The state also doesn't contend with a lot of uninsured drivers.
"We have one of the highest rates of insured drivers, so we have more people sharing the risk," he says.
Only Massachusetts has a higher rate of insured drivers, according to the Insurance Research Council. Fewer than 1 in 20 Maine drivers is uninsured, compared to the national average of 1 in 8.
Insure.com commissioned Quadrant Information Services to calculate auto insurance rates from six large carriers (Allstate, Farmers, GEICO, Nationwide, Progressive and State Farm) in 10 ZIP codes per state. Rates were compiled in January 2015.
We averaged rates in each state for the cheapest-to-insure 2015 model-year versions of America's 20 best-selling vehicles and ranked each state by that average.
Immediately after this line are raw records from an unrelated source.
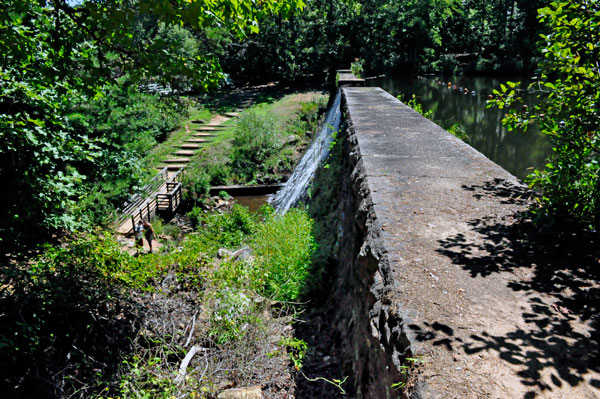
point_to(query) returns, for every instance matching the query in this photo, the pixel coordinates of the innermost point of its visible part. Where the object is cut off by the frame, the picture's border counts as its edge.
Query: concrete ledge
(433, 213)
(347, 78)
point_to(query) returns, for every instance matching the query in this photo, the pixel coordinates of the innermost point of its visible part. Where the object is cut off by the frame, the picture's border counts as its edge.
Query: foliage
(261, 148)
(66, 319)
(283, 246)
(233, 311)
(391, 36)
(255, 142)
(225, 230)
(54, 54)
(357, 68)
(296, 349)
(568, 87)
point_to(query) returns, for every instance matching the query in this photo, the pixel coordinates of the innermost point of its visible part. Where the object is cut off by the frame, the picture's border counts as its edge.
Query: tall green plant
(256, 140)
(568, 87)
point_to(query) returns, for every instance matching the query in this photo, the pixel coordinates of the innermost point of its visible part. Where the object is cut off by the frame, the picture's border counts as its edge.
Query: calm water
(516, 152)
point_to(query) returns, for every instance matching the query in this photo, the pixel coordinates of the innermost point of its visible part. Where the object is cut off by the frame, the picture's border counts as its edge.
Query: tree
(54, 53)
(568, 87)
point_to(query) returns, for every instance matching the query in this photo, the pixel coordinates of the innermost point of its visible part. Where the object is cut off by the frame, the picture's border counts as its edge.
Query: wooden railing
(137, 200)
(162, 202)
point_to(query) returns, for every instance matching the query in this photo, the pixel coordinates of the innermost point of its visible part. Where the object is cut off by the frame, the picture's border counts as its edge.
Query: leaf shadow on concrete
(562, 263)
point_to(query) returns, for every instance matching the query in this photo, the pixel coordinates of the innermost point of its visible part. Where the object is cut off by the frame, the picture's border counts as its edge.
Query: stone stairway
(199, 133)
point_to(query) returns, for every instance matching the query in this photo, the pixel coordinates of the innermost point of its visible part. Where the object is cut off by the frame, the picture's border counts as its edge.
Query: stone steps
(177, 160)
(185, 152)
(172, 166)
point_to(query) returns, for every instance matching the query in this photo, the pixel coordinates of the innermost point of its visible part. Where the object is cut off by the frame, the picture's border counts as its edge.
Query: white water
(297, 185)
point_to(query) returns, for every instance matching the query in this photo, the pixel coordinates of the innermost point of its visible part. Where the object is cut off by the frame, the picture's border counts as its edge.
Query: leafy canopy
(54, 54)
(568, 88)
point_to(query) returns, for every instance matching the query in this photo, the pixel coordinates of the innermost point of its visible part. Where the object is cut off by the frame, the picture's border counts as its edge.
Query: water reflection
(465, 102)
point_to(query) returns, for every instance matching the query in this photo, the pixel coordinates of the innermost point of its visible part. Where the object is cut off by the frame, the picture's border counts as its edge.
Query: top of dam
(467, 282)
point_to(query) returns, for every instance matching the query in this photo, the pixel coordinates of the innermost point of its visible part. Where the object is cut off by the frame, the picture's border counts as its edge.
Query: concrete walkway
(469, 290)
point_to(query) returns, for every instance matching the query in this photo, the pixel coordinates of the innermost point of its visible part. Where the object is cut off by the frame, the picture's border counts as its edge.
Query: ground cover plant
(87, 319)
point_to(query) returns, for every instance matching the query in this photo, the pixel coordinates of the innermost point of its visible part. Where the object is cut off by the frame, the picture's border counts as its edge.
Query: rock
(224, 253)
(242, 393)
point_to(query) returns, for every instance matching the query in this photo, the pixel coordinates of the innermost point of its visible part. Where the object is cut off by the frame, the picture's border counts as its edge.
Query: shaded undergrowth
(87, 320)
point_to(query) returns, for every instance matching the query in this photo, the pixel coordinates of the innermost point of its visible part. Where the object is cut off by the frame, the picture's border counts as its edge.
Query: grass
(136, 317)
(236, 156)
(177, 137)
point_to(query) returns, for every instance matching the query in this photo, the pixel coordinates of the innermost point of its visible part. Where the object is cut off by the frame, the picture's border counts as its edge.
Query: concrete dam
(433, 291)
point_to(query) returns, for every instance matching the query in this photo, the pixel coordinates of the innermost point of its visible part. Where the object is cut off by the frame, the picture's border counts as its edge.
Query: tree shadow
(561, 261)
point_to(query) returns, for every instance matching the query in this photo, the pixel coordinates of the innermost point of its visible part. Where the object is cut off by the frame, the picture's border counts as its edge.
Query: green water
(516, 152)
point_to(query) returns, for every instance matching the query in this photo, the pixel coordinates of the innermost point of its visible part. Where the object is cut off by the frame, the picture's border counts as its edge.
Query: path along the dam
(481, 316)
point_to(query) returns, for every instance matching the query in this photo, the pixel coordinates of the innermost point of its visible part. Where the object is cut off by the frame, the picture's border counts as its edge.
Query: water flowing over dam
(297, 185)
(431, 288)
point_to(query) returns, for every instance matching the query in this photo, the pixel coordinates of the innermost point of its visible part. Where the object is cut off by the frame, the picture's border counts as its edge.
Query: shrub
(283, 246)
(357, 67)
(255, 141)
(66, 314)
(568, 87)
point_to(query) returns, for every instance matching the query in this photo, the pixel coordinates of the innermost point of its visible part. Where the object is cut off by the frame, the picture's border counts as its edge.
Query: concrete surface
(475, 322)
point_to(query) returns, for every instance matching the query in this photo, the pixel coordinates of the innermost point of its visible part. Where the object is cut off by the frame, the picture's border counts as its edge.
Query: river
(516, 152)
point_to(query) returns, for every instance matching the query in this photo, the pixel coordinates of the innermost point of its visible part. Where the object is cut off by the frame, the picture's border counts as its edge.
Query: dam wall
(425, 295)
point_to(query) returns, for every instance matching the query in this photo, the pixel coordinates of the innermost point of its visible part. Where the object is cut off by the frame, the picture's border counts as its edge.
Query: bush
(66, 319)
(283, 246)
(568, 89)
(357, 68)
(255, 141)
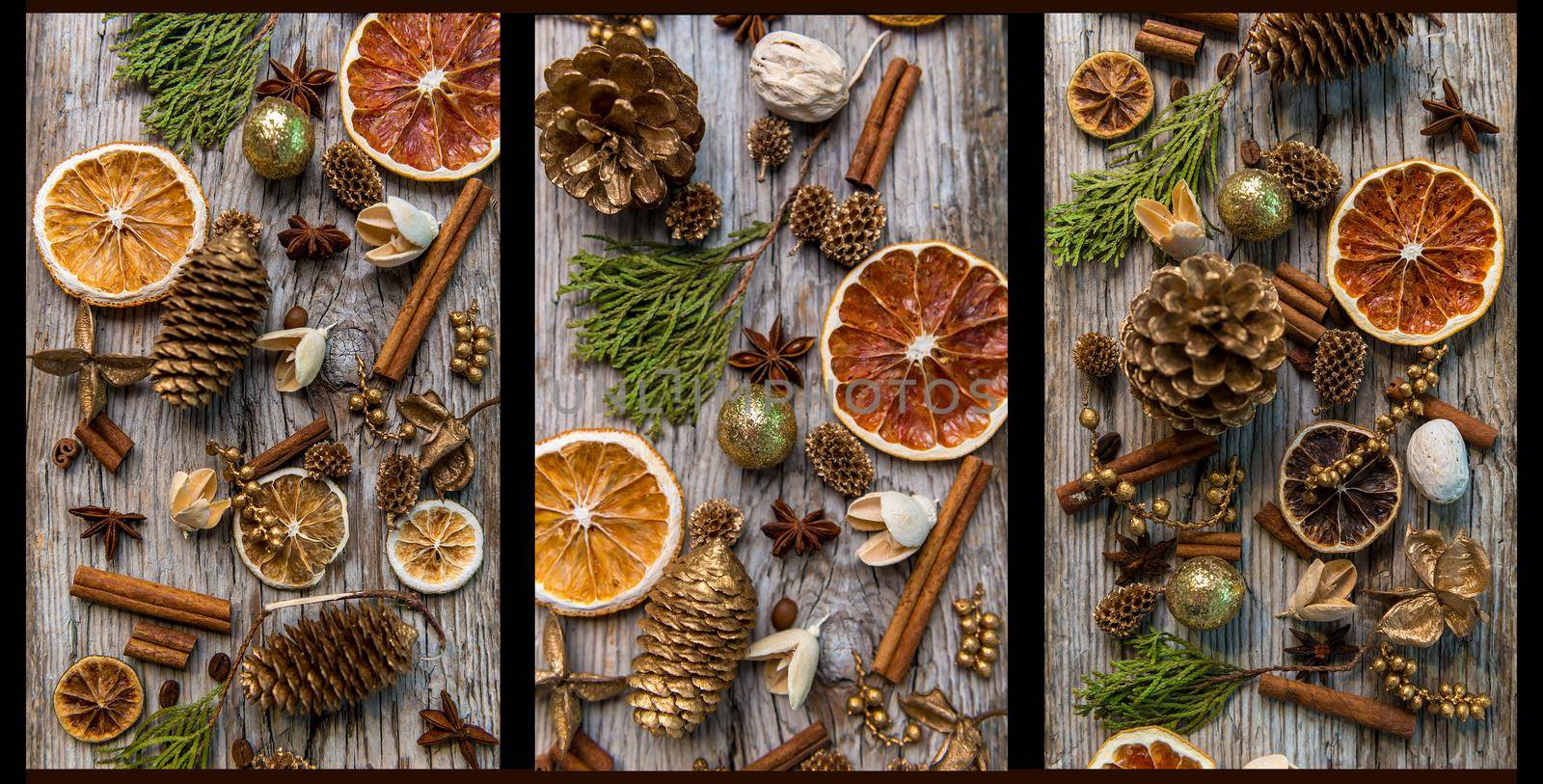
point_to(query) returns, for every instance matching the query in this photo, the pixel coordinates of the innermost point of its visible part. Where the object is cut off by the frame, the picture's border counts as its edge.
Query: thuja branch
(198, 67)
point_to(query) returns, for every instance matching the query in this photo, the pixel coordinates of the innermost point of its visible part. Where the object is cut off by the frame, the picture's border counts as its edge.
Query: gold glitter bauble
(756, 429)
(1205, 593)
(1255, 205)
(277, 139)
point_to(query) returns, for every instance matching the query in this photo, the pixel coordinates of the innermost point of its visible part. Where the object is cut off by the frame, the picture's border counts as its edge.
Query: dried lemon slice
(437, 548)
(309, 529)
(97, 698)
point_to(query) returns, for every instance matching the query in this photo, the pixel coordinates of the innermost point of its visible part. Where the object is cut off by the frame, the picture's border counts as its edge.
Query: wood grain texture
(946, 179)
(1369, 121)
(73, 104)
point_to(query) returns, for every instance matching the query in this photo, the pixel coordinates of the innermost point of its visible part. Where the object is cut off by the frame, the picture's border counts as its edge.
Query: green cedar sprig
(656, 321)
(1170, 684)
(201, 69)
(1099, 223)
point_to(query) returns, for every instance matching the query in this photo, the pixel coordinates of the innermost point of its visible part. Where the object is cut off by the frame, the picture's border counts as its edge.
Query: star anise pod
(297, 84)
(752, 27)
(1319, 650)
(305, 241)
(1450, 116)
(802, 534)
(1139, 557)
(447, 725)
(108, 524)
(772, 355)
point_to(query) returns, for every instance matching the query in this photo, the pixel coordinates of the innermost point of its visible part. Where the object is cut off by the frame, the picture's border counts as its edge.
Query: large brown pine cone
(619, 125)
(1203, 344)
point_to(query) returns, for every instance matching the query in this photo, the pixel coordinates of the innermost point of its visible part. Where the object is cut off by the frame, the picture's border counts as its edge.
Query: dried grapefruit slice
(420, 93)
(1416, 252)
(113, 224)
(915, 351)
(1150, 747)
(607, 521)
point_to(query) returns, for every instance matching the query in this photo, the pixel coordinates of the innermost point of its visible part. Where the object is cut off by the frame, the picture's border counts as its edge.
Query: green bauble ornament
(277, 139)
(1204, 593)
(756, 429)
(1255, 205)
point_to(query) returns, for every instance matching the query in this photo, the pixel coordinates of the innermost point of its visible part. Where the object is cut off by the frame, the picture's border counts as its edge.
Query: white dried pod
(305, 351)
(397, 230)
(799, 77)
(193, 506)
(903, 524)
(1437, 462)
(792, 658)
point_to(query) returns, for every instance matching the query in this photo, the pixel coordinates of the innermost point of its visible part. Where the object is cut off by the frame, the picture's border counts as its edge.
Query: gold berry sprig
(1449, 701)
(1421, 377)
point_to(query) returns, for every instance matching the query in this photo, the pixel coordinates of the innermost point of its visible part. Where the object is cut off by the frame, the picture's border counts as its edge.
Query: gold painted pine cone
(1203, 343)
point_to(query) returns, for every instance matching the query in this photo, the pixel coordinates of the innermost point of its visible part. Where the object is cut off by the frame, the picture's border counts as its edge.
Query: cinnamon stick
(1223, 552)
(894, 670)
(1144, 465)
(107, 442)
(1273, 522)
(1474, 432)
(795, 750)
(1363, 710)
(434, 277)
(1227, 22)
(1159, 46)
(1300, 300)
(876, 121)
(292, 446)
(151, 599)
(892, 118)
(161, 645)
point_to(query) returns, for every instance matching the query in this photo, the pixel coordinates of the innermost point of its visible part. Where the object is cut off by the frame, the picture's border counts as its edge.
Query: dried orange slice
(915, 351)
(437, 548)
(97, 698)
(1352, 514)
(420, 93)
(1150, 747)
(607, 521)
(113, 224)
(1416, 252)
(309, 529)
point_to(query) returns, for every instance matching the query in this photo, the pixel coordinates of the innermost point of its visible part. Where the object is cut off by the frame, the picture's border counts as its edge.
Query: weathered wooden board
(946, 179)
(73, 104)
(1369, 121)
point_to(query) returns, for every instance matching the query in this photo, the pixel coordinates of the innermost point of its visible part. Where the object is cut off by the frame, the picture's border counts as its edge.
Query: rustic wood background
(73, 104)
(946, 179)
(1369, 121)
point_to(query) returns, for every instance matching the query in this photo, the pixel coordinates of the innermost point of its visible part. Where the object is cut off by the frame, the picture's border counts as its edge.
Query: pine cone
(210, 320)
(696, 629)
(1123, 609)
(329, 459)
(715, 519)
(771, 141)
(694, 212)
(619, 125)
(337, 660)
(1339, 365)
(1096, 354)
(352, 176)
(809, 212)
(853, 229)
(1323, 46)
(1203, 344)
(1309, 175)
(397, 483)
(838, 459)
(236, 221)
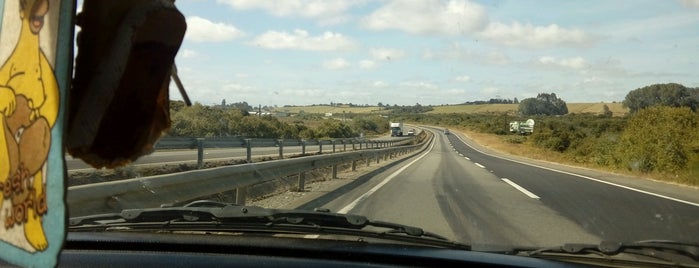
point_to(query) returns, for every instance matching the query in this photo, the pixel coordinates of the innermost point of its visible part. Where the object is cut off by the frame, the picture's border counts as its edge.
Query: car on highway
(605, 180)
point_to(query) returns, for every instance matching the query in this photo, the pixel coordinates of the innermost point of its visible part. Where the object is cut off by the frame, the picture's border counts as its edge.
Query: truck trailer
(396, 129)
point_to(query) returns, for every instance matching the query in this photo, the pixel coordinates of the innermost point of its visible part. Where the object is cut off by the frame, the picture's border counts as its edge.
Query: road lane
(448, 195)
(608, 211)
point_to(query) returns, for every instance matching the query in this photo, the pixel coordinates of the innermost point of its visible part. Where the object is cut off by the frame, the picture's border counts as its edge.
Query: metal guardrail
(231, 142)
(177, 187)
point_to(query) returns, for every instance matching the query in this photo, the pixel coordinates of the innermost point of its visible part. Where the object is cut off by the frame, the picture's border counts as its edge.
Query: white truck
(396, 129)
(522, 128)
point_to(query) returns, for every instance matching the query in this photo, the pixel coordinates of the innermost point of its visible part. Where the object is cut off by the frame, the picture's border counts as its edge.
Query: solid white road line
(585, 177)
(364, 196)
(520, 188)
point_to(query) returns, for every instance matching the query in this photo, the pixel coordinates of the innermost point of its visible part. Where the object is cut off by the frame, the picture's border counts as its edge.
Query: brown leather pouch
(119, 101)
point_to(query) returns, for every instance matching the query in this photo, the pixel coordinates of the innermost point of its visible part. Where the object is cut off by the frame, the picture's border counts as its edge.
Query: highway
(457, 191)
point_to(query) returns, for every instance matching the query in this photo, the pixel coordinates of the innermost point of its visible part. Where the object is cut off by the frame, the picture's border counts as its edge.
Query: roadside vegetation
(236, 120)
(654, 132)
(659, 138)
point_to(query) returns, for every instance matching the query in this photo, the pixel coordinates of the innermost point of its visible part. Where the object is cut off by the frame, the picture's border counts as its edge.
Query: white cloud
(386, 53)
(327, 11)
(380, 84)
(188, 53)
(463, 78)
(530, 36)
(690, 3)
(576, 63)
(419, 85)
(489, 90)
(428, 17)
(458, 52)
(367, 64)
(301, 40)
(203, 30)
(336, 64)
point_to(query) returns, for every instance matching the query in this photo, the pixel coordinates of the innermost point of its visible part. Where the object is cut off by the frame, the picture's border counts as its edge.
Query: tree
(543, 104)
(606, 112)
(659, 138)
(671, 94)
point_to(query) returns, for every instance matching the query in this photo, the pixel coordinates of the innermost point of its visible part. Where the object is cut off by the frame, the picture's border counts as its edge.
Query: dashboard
(190, 250)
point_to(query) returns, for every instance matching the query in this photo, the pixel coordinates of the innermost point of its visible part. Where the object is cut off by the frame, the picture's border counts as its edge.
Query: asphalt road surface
(457, 191)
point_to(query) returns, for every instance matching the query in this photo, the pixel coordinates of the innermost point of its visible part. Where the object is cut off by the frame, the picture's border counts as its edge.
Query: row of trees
(672, 94)
(209, 121)
(543, 104)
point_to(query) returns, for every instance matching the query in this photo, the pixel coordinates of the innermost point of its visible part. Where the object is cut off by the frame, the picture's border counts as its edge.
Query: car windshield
(494, 124)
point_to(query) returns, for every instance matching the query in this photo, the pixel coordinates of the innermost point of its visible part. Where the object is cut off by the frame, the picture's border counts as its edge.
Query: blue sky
(432, 52)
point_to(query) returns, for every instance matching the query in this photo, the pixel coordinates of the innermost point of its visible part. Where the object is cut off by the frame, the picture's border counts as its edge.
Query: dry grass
(335, 110)
(498, 143)
(595, 108)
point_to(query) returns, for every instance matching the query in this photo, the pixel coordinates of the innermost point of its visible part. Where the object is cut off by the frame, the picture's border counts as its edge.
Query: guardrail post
(241, 193)
(281, 148)
(200, 153)
(248, 150)
(302, 182)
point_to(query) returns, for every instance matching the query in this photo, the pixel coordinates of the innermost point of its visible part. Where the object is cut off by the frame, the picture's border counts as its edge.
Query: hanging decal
(33, 78)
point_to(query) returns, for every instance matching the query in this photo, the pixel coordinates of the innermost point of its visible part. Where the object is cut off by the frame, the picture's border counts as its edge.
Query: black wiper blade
(670, 251)
(231, 214)
(217, 212)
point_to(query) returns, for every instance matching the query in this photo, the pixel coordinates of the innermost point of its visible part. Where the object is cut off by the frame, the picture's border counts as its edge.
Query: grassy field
(594, 108)
(336, 110)
(577, 108)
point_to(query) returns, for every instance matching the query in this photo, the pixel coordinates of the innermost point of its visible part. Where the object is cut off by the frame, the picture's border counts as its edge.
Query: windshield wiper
(674, 252)
(220, 216)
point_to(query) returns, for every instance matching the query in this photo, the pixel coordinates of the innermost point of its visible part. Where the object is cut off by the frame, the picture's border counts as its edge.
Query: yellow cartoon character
(29, 100)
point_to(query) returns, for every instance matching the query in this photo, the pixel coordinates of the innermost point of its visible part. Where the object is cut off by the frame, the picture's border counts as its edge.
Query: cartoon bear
(29, 100)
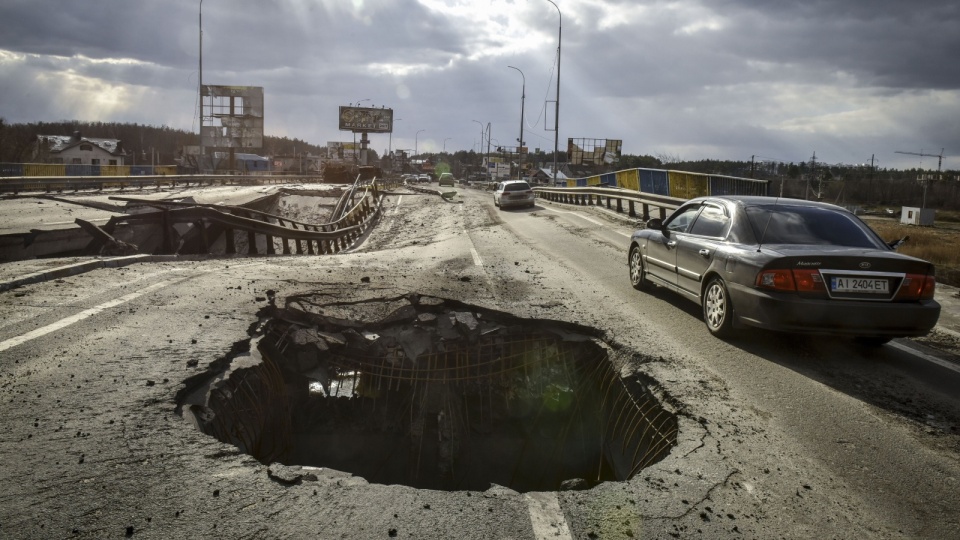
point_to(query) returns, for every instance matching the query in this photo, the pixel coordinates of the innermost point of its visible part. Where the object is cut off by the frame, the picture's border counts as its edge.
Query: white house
(917, 216)
(75, 149)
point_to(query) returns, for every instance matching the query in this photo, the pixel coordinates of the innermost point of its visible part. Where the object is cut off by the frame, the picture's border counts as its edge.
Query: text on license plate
(861, 285)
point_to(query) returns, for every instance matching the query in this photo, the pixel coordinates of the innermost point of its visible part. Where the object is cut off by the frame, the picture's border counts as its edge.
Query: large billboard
(232, 117)
(594, 151)
(366, 119)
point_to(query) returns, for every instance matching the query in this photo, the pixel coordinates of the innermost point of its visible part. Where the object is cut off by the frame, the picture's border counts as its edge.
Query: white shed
(917, 216)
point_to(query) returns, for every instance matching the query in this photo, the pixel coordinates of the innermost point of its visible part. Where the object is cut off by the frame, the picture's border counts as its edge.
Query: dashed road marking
(63, 323)
(923, 356)
(547, 517)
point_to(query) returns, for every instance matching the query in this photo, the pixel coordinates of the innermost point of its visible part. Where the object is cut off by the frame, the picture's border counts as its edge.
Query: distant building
(917, 216)
(545, 176)
(76, 149)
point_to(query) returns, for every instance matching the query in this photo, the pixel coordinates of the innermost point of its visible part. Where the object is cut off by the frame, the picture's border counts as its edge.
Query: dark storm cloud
(719, 79)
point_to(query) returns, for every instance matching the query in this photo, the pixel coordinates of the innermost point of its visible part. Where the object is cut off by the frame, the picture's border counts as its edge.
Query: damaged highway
(449, 371)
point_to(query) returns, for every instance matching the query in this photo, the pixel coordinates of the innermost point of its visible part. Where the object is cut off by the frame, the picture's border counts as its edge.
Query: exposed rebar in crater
(435, 394)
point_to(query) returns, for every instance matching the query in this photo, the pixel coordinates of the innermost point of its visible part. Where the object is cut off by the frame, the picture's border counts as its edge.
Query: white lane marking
(923, 356)
(63, 323)
(73, 222)
(547, 517)
(585, 218)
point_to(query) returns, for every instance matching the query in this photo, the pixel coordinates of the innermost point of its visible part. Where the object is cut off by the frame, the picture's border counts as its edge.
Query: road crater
(431, 393)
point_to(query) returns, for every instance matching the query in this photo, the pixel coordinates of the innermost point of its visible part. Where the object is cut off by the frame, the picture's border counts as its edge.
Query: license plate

Rates are for comparative purposes only within the same model year.
Rates are based on full coverage for a single, 40-year-old male who commutes 12 miles to work each day, with policy limits of 100/300/50 ($100,000 for injury liability for one person, $300,000 for all injuries and $50,000 for property damage in an accident) and a $500 deductible on collision and comprehensive coverage. The hypothetical driver has a clean record and good credit. The rate includes uninsured motorist coverage. Actual rates will depend on individual driver factors.